Говорить, о Юлии, можно долго, а чувство, что главного так и не сказала. Есть такая формула – дьявол в мелочах. Но ведь ангелы тоже. Хочу закончить эпизодом, который, может быть, никому ничего не скажет, а мне – очень многое.
Первый отпуск вдвоем. Вначале даже не верилось. Как это так? Для Юлия ничего лучше моря и быть не могло.
Приехав с рекомендательным письмом от некого издательского фотографа, мы оказались в жилище ветхом, но просторном, там обитали две старушки. Бывшая хозяйка и бывшая служанка. Сказали: можете пожить у нас, пока не приедет писатель Михалков, вы ведь знаете, кто он?
Мы хором кивнули.
– А тогда найдем вам что-нибудь другое. Пока же вот комната. И мы открыли осевшую, еле живую дверь. Комната была велика и пуста. Что-то посредине вроде ложа, что-то в углу вроде буфета.
Хозяйка прохромала через пустынное пространство к противоположной стене – и… открыла море.
Я застыла.
Юлий же прямо туда пошел, на ходу раздеваясь, – в море! За дверью! Даже не помню, отделяла ли нас полоса глины…
А он уже плыл, он уже отдыхал на спине – и не было во всем мире и море человека счастливее его.
Однажды спросила: ты что же, лес вовсе не любишь?
– У меня вся любовь к природе на море ушла.
Потом одна из старушек, та, что была когда-то служанкой, куда-то сходила, с кем-то сговорилась на другом краю поселка, и мы перебрались. Теперь до моря было несколько минут неспешной ходьбы, зато пляж наш собственный. Если какой-то прохожий решал опрометчиво пляж пересечь, хозяин домика тут же появлялся и укорял неизвестного:
– Совести нет, не видишь – люди отдыхают?
Мы были одни. Поначалу даже уши закладывало от тишины небывалой.

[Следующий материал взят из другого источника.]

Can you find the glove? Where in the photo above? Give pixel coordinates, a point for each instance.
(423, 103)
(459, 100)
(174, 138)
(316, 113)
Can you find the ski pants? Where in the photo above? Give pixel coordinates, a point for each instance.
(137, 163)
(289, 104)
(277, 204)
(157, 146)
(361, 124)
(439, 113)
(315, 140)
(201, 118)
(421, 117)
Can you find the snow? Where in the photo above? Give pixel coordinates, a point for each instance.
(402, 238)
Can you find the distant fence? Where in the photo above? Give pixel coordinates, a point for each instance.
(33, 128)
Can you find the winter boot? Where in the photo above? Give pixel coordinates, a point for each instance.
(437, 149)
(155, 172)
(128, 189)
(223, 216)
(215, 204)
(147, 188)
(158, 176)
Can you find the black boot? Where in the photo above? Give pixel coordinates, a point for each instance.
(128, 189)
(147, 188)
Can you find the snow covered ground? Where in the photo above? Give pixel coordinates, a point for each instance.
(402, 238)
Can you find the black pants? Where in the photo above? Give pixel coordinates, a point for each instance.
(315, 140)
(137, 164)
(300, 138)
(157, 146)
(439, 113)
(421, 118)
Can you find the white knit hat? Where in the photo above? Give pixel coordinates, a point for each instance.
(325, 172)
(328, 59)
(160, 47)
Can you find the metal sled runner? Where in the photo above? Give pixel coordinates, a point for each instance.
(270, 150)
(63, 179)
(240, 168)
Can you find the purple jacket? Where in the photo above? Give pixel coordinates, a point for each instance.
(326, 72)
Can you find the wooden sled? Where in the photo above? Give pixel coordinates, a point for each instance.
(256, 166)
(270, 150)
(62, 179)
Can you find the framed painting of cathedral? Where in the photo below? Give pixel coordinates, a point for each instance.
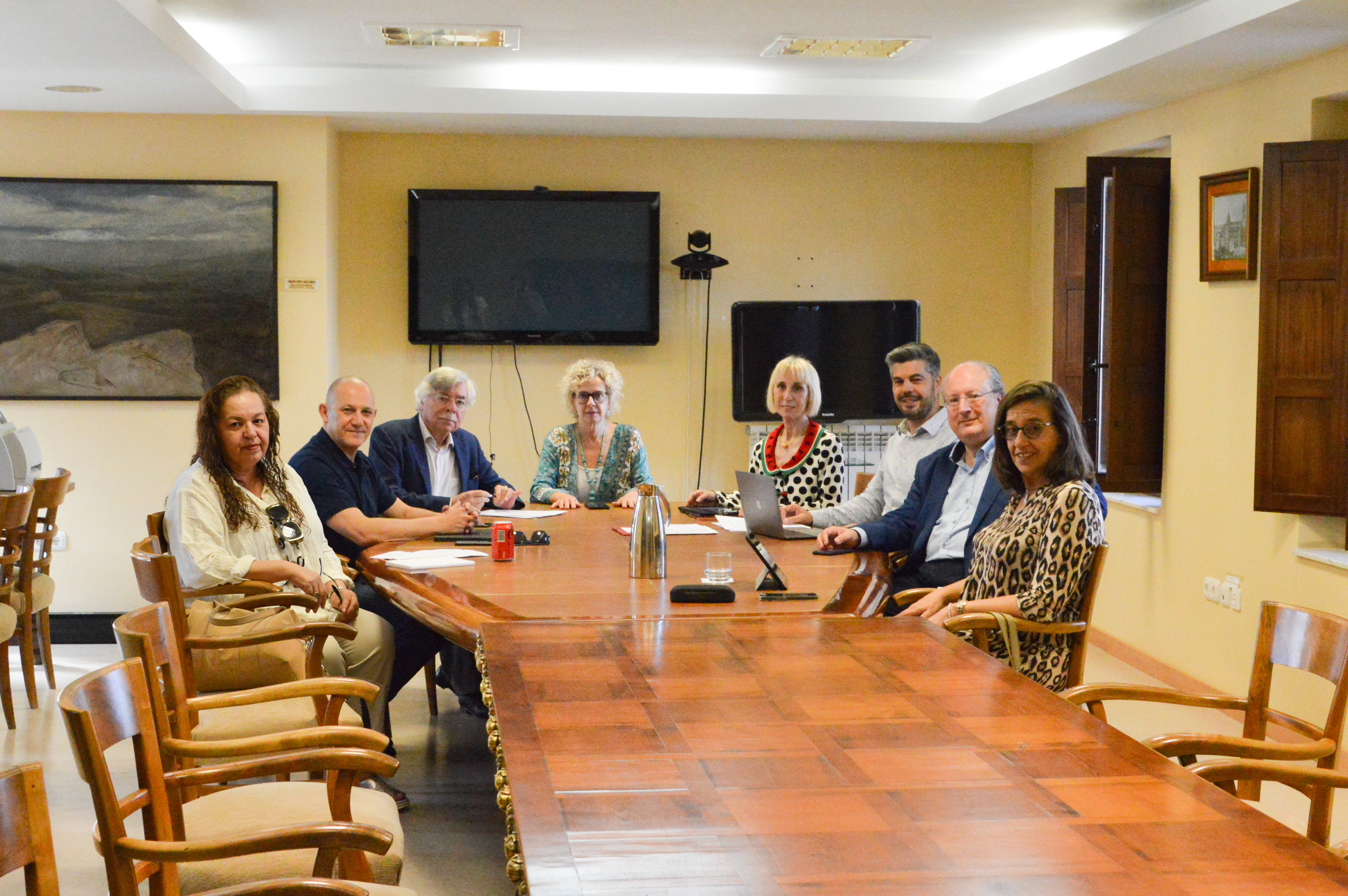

В обед я жарила рыбу – хозяин оставлял ее в ведерке под верандой. Он много не разговаривал. Хотя нет: однажды вдруг рассказал, как шпиона изловил и повел к пограничникам. Шпион ему семьсот рублей предлагал; что он ответил, помню дословно:
– Я, говорю, родину не продаю, да и семьсот рублей не деньги.
Такая жизнь. Сказочная и беспечная. Мы отдыхаем, на другом конце поселка патриарх Михалков, – говорят, с дамой, но это уж нас совсем не касается.
А патриарх все-таки касается. Дело в том, что он должен был стать общественным обвинителем на суде, да казус вышел. Казус замяли, но и в обвинители теперь не годился. Перед зданием суда в толпе сочувствующих Синявскому и Даниэлю ко мне подошла незнакомая женщина «из своих».
– А вы знаете, что в Союзе писателей бардак?
– Да кто ж этого не знает!
– Нет, не в переносном смысле!
Поговаривали, что Михалков как-то к этой подпольной (не в переносном смысле) организации (надо же!) был причастен и потому не был допущен блеснуть на суде во всем великолепии. И теперь то обстоятельство, что Михалков и Даниэль оказались обитателями этого в сущности необитаемого острова, было курьезным.
– Может, ночью пойдем петь под окном серенаду? «Союз нерушимый республик свободных»?
– Да ведь у меня слуха нет.
Мы веселились, мы были беспечны, мы были вдвоем.
Впрочем, как раз не вдвоем, и вот об этом я хочу рассказать.
Когда вечером выходили на море посидеть на теплом песке, с нами приходил пес хозяйский, в репьях и клещах. Скоро и другие собаки поселка приходили смотреть на закат.
Непонятно, что происходило в собачьем мире, но честно скажу – они к нему приходили, а не к нам. Меня только терпели. Или не замечали. Так мы сидели на теплом песке в окружении стаи. А стая все увеличивалась, и уже, кажется, все собаки поселка сидели с нами, а потом провожали до самой калитки. И только хозяйский пес провожал Даниэля до крыльца.
– Когда-нибудь я уйду от людей, – неожиданно сказал Юлий, – и буду кормить собак.
Дома в Москве нас поджидали Алик, черный спаниэль, а также кот Лазарь Моисеевич, уж они-то рассказали бы вам, какой Юлий был замечательный создатель еды для зверья.
Последние сутки в приморском раю лил сумасшедший дождь. Оказалось – под нашей верандой вылупились котята, и много их было. Они замерзли, промокли и плакали. Пришлось их всех забрать к себе, так что последнее воспоминание о Приморском было: компресс из котят.